While running my application (which does a good bit of custom drawing) I get this error (it happens a good bit with no observable side effects, but I'd like to understand what's happening).
<Error>: kCGErrorIllegalArgument: CGSUnionRegionWithRect : Invalid region
<Error>: kCGErrorFailure: Set a breakpoint # CGErrorBreakpoint() to catch
errors as they are logged.
So I set that breakpoint and get this stack.

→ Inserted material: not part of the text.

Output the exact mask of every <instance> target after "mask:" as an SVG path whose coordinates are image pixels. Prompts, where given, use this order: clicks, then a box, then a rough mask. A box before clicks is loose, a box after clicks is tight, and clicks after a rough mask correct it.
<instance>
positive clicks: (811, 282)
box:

None of the stack frames are my code, though certainly I have overridden NSView's drawRect in some cases.
Has anyone seen this before or have insight as to what is happening?
#0 0x94bee5f2 in CGErrorBreakpoint ()
#1 0x94c831d8 in CGSGlobalErrorv ()
#2 0x94a64b61 in CGSUnionRegionWithRect ()
#3 0x912a2a70 in -[NSRegion addRegion:] ()
#4 0x912a28c1 in -[NSWindow _setNeedsDisplayInRegion:] ()
#5 0x911f3548 in -[NSWindow _absorbDeferredNeedsDisplayRegion] ()
#6 0x911f2113 in -[NSView _sendViewWillDrawInRect:clipRootView:suppressRecursion:] ()
#7 0x91154ee9 in -[NSView displayIfNeeded] ()
#8 0x9111e292 in -[NSWindow displayIfNeeded] ()
#9 0x9114f764 in _handleWindowNeedsDisplay ()
#10 0x9408eb02 in __CFRunLoopDoObservers ()
#11 0x9404b65d in __CFRunLoopRun ()
#12 0x9404ad34 in CFRunLoopRunSpecific ()
#13 0x9404ab61 in CFRunLoopRunInMode ()
#14 0x97984fec in RunCurrentEventLoopInMode ()
#15 0x97984da3 in ReceiveNextEventCommon ()
#16 0x97984c28 in BlockUntilNextEventMatchingListInMode ()
#17 0x91125c95 in _DPSNextEvent ()
#18 0x9112550a in -[NSApplication nextEventMatchingMask:untilDate:inMode:dequeue:] ()
#19 0x910e769b in -[NSApplication run] ()
#20 0x910df735 in NSApplicationMain ()
#21 0x00002a4f in main (argc=0x1, argv=0xbffff4d4) at
/Users/me/Code/myapp/src/main.m:19
I recently had exactly the same message in the console.
In my case I was updating a progress indicator the wrong way.
My progress indicator was displayed on a sheet and I was not correctly dismissing the sheet.
The errors always popped up the second time I displayed the NSSheet with beginSheet
Are you using an NSSheet?
For me it worked to:
pass an didEndSelector to
beginSheet.
A [sheet close]; within that
selector
and finally a [NSApp endSheet] to dismiss the sheet
It turns out I was requesting the NSProgressIndicator to display from a non-main thread. Once I removed this the messages went away.